Bill rose and clamped a hand on Adam's shoulder. If anyone could prove insurance fraud, Adam could. He was known for his gut-feelings and bulldog tenacity. At the moment, though, Bill wasn't certain that grief over the loss of his father hadn't colored his friend's otherwise abundant intuition.

"So, what can I do?" He asked, finally.

"Dad wanted me to give this Emily Montrose news of her inheritance. I intend to do just that."


He sighed, then, a tiredness like he'd never known before spread across his shoulders. "Bill, my friend, I'm giving you an assignment. Lord knows, I may never be able to repay you." He leaned forward, placing his elbows on his knees partially covered by his bathrobe. "First, I want you to get your friends at that computer lab to do an enhancement of this picture. I'm afraid that's the way we'll have to go. We don't have the time to find the newspaper to get a decent print. Second, help me track this woman."

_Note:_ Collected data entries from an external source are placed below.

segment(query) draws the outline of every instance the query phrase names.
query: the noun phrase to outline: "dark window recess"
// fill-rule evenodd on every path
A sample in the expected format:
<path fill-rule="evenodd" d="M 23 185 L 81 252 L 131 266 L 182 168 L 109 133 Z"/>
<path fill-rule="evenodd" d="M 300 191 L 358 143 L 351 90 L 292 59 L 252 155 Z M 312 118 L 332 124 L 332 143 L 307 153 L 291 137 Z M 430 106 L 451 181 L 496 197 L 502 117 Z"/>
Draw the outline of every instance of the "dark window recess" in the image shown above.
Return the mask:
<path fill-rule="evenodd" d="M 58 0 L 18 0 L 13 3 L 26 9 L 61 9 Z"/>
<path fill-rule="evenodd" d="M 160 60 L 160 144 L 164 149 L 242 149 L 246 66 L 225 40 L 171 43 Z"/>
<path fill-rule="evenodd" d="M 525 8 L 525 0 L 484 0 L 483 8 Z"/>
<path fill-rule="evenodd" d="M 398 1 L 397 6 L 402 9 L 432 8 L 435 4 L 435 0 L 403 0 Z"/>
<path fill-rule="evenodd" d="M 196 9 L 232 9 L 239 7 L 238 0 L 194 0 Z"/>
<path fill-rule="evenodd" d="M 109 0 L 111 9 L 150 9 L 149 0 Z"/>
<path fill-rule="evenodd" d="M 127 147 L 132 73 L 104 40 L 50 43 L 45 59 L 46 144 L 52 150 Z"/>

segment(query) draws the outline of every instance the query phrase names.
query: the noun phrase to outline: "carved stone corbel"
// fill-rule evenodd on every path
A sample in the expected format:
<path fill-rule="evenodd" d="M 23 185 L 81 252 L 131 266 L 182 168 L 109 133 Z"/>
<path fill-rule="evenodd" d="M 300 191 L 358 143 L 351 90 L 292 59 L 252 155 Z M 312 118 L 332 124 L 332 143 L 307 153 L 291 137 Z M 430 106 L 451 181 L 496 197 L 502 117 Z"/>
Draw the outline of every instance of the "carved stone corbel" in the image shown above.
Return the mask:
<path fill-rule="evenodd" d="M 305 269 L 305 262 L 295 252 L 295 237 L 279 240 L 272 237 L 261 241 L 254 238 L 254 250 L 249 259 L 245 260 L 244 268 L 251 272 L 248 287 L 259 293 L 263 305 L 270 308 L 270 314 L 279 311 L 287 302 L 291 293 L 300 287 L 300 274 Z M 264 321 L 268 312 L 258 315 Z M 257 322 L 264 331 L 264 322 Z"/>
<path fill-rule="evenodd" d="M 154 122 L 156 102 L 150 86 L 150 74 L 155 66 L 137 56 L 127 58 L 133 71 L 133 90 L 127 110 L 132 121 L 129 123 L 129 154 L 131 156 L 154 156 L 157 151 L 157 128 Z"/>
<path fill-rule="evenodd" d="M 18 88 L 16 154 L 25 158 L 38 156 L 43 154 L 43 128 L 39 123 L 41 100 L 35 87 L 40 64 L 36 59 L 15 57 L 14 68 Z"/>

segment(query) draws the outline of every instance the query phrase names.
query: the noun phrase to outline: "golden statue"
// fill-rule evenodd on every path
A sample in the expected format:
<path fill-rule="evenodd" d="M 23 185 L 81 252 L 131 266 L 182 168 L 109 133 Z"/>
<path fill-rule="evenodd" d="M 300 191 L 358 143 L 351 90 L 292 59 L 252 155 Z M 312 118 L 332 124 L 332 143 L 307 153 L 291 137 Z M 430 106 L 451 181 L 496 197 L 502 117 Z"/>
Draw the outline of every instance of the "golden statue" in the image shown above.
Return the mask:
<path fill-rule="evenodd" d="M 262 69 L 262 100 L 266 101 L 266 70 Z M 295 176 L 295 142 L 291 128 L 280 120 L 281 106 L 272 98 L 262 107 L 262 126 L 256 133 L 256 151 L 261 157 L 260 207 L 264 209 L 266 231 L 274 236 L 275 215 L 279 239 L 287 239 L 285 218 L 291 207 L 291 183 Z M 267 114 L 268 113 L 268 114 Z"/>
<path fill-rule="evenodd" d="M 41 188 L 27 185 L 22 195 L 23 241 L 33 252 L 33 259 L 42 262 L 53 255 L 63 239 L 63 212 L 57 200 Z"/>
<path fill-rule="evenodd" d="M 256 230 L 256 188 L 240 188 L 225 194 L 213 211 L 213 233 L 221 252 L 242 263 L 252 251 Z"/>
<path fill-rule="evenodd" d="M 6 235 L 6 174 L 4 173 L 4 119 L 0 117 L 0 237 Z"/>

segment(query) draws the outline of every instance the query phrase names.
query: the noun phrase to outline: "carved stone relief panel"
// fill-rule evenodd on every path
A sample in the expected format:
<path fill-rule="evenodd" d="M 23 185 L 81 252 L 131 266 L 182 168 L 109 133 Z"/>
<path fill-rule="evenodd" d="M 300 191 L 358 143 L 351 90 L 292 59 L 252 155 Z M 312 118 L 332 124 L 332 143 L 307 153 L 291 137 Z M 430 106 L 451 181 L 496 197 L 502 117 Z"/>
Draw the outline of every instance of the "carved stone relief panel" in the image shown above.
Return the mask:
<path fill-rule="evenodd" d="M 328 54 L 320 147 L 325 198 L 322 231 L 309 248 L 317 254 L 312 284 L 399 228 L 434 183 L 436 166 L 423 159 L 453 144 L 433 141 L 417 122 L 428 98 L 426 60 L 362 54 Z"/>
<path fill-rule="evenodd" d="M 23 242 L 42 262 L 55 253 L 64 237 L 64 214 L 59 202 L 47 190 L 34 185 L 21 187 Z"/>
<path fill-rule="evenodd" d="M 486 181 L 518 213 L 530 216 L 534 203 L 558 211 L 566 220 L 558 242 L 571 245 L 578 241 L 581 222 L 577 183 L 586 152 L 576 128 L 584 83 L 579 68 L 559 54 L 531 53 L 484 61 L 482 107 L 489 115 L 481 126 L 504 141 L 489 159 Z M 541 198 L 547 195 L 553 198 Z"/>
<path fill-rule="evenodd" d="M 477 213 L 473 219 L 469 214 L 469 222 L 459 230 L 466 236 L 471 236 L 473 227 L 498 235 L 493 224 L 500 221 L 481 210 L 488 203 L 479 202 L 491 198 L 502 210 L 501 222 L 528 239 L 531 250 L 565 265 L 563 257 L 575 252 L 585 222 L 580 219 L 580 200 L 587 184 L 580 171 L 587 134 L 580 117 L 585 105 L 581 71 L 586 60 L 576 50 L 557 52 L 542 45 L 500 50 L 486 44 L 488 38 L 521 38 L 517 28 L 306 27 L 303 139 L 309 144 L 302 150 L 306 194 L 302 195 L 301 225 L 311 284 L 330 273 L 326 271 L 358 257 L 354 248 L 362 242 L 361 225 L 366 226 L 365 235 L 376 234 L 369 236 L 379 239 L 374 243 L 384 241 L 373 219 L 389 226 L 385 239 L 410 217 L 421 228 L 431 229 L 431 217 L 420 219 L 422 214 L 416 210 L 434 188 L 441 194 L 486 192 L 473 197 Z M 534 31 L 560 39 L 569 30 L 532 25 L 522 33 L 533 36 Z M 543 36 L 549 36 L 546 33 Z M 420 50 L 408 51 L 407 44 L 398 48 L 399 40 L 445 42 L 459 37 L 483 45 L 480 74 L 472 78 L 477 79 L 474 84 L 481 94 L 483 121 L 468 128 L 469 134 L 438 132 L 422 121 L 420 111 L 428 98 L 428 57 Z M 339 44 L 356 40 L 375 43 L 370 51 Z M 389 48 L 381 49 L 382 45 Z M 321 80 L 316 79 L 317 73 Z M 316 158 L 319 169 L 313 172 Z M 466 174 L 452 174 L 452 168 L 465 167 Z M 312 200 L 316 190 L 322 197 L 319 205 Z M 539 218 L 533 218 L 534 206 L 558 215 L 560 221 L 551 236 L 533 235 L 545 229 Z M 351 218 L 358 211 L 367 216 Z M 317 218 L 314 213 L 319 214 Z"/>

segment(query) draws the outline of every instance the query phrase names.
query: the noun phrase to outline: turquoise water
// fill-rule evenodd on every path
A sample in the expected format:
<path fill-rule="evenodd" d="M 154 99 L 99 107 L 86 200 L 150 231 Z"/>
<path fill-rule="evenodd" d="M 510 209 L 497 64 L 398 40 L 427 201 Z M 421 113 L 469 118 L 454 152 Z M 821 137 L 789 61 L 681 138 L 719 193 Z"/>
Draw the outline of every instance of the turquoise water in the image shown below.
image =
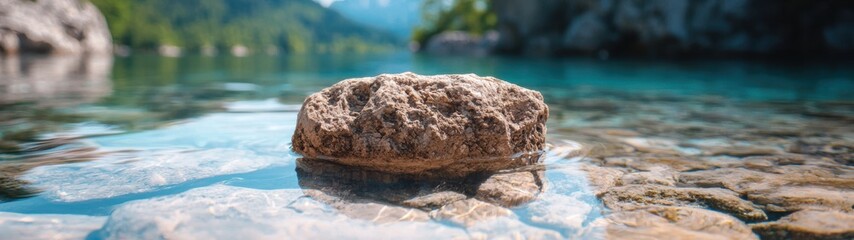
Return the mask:
<path fill-rule="evenodd" d="M 206 229 L 223 238 L 338 236 L 325 232 L 328 228 L 351 229 L 352 236 L 361 236 L 359 231 L 389 236 L 415 231 L 425 237 L 544 231 L 596 236 L 592 223 L 607 210 L 577 166 L 584 161 L 581 149 L 597 140 L 575 133 L 619 128 L 698 146 L 739 141 L 762 147 L 768 143 L 761 136 L 730 139 L 725 130 L 824 123 L 820 118 L 831 123 L 831 130 L 838 126 L 845 139 L 851 135 L 846 123 L 854 118 L 854 68 L 848 66 L 409 53 L 5 58 L 0 63 L 0 219 L 46 216 L 60 223 L 18 221 L 0 227 L 0 237 L 32 230 L 63 232 L 71 239 L 180 238 L 205 236 L 196 234 Z M 299 156 L 290 151 L 290 140 L 307 95 L 346 78 L 406 71 L 490 75 L 543 92 L 552 112 L 552 145 L 541 159 L 550 187 L 534 202 L 512 208 L 513 217 L 468 227 L 434 220 L 390 227 L 342 217 L 317 202 L 309 205 L 320 213 L 252 214 L 302 201 L 295 171 Z M 699 137 L 660 130 L 683 123 L 724 130 Z M 678 150 L 702 149 L 680 145 Z M 272 205 L 258 206 L 246 200 L 252 197 L 235 194 L 260 194 Z M 199 204 L 211 207 L 194 208 Z M 217 207 L 238 212 L 217 215 L 222 221 L 215 223 L 231 232 L 212 230 L 215 219 L 202 214 Z M 578 215 L 578 221 L 537 220 L 543 209 Z M 300 225 L 330 219 L 334 224 Z"/>

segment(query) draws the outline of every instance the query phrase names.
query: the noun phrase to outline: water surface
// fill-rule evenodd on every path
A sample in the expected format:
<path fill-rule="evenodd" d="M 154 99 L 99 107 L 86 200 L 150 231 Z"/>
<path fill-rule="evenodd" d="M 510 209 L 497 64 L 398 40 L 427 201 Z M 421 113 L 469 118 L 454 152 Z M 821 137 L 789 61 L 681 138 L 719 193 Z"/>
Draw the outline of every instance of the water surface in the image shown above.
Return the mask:
<path fill-rule="evenodd" d="M 510 217 L 467 227 L 378 223 L 306 197 L 290 151 L 302 100 L 342 79 L 405 71 L 476 73 L 541 91 L 551 108 L 551 146 L 541 158 L 549 187 Z M 721 161 L 738 154 L 716 147 L 783 152 L 809 137 L 846 146 L 852 89 L 854 69 L 842 63 L 408 53 L 4 58 L 0 222 L 10 224 L 0 237 L 596 237 L 608 210 L 578 164 L 619 152 L 603 139 Z"/>

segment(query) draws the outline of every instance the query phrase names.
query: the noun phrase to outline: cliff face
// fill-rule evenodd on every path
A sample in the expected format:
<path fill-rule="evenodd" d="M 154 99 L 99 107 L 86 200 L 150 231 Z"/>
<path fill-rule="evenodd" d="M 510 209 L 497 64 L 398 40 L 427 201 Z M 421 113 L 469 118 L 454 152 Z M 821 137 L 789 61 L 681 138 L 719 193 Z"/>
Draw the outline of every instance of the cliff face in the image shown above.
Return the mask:
<path fill-rule="evenodd" d="M 854 55 L 845 0 L 493 0 L 496 51 L 533 55 Z"/>
<path fill-rule="evenodd" d="M 0 0 L 0 52 L 98 54 L 112 49 L 101 12 L 84 0 Z"/>

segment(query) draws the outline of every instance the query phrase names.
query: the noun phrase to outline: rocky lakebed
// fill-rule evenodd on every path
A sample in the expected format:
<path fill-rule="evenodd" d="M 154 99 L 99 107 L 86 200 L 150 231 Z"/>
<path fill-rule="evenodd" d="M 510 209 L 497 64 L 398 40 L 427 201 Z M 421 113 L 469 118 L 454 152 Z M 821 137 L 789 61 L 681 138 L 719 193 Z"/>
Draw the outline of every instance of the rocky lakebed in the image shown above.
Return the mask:
<path fill-rule="evenodd" d="M 412 73 L 196 99 L 4 115 L 38 134 L 3 135 L 0 238 L 854 237 L 850 102 Z"/>

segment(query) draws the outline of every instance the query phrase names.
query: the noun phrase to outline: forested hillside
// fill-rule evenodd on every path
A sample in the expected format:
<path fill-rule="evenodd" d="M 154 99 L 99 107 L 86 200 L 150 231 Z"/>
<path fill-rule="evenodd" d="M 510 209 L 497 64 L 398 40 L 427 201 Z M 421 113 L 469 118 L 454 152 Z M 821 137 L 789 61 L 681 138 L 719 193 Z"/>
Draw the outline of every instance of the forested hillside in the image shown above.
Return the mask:
<path fill-rule="evenodd" d="M 117 44 L 137 49 L 276 47 L 285 52 L 366 52 L 393 37 L 311 0 L 90 0 Z"/>

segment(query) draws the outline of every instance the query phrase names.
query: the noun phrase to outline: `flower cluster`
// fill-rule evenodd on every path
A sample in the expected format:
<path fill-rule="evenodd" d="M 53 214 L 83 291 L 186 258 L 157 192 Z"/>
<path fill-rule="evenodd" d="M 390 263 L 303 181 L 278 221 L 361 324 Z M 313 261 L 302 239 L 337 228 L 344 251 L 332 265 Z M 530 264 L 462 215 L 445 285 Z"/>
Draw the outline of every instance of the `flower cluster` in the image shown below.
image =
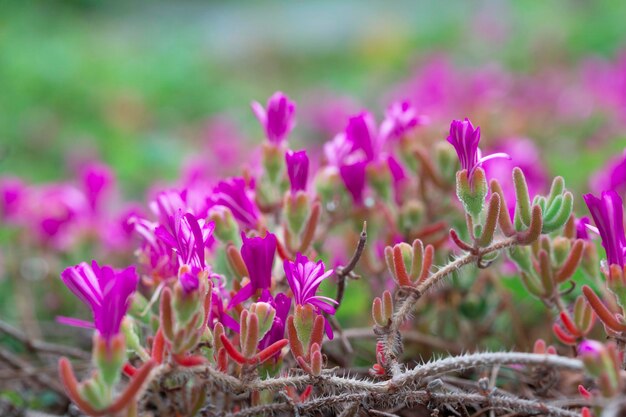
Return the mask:
<path fill-rule="evenodd" d="M 59 362 L 69 398 L 86 414 L 120 416 L 137 415 L 138 407 L 195 415 L 208 405 L 246 415 L 307 413 L 315 400 L 327 407 L 329 398 L 355 414 L 368 401 L 372 410 L 438 407 L 448 392 L 474 396 L 467 404 L 478 413 L 479 404 L 497 408 L 501 398 L 517 401 L 507 410 L 519 401 L 530 407 L 524 410 L 548 407 L 495 395 L 482 379 L 471 391 L 464 385 L 448 391 L 441 385 L 448 382 L 431 378 L 483 365 L 532 365 L 536 373 L 548 365 L 584 367 L 595 381 L 580 386 L 584 398 L 617 397 L 623 347 L 592 337 L 597 322 L 616 341 L 626 332 L 621 162 L 606 174 L 611 181 L 602 184 L 610 186 L 600 198 L 584 196 L 594 227 L 590 218 L 573 215 L 563 178 L 546 181 L 527 139 L 492 141 L 485 148 L 493 153 L 483 156 L 480 127 L 465 118 L 451 122 L 447 138 L 434 134 L 428 129 L 440 115 L 426 117 L 421 111 L 429 106 L 416 103 L 391 103 L 380 123 L 368 110 L 348 114 L 321 149 L 295 150 L 295 103 L 281 92 L 265 107 L 253 102 L 266 139 L 258 164 L 232 177 L 191 170 L 181 182 L 153 190 L 148 210 L 127 210 L 119 230 L 99 215 L 114 184 L 102 165 L 85 169 L 82 188 L 45 190 L 51 206 L 35 207 L 43 213 L 37 221 L 29 203 L 36 187 L 5 179 L 7 222 L 36 224 L 50 236 L 88 224 L 136 245 L 124 269 L 92 261 L 61 273 L 92 321 L 57 320 L 95 329 L 93 372 L 79 382 L 69 360 Z M 589 232 L 599 235 L 605 262 Z M 515 313 L 500 281 L 483 273 L 500 253 L 525 294 L 554 314 L 553 337 L 572 347 L 564 355 L 575 357 L 538 340 L 527 354 L 460 356 L 432 369 L 403 365 L 421 343 L 452 351 L 450 334 L 480 346 L 481 335 L 499 325 L 494 312 Z M 111 263 L 122 260 L 129 262 L 120 256 Z M 595 285 L 570 297 L 579 271 L 596 282 L 604 276 L 612 299 L 598 296 Z M 450 277 L 451 288 L 439 290 Z M 359 278 L 360 287 L 353 286 Z M 351 307 L 371 300 L 368 336 L 377 342 L 370 350 L 350 340 L 362 329 L 342 327 L 346 298 Z M 438 331 L 441 339 L 419 333 Z M 371 366 L 373 380 L 348 376 L 356 359 Z M 334 373 L 333 366 L 348 373 Z M 285 387 L 288 402 L 277 402 Z M 347 405 L 330 397 L 346 390 L 363 395 Z M 329 409 L 338 411 L 336 404 Z M 531 411 L 545 412 L 537 407 Z"/>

He felt anger kick in at that moment. Perhaps, it was the recollections of the good times he and his dad had shared. Perhaps, it was seeing his father's cold, lifeless hand resting so lovingly on his own. Perhaps, he just needed to know once and for all if a deceitful woman had robbed a man whom he loved with all his heart.

"Finally, I want you to help me trap a thief and put her in jail for a very long time."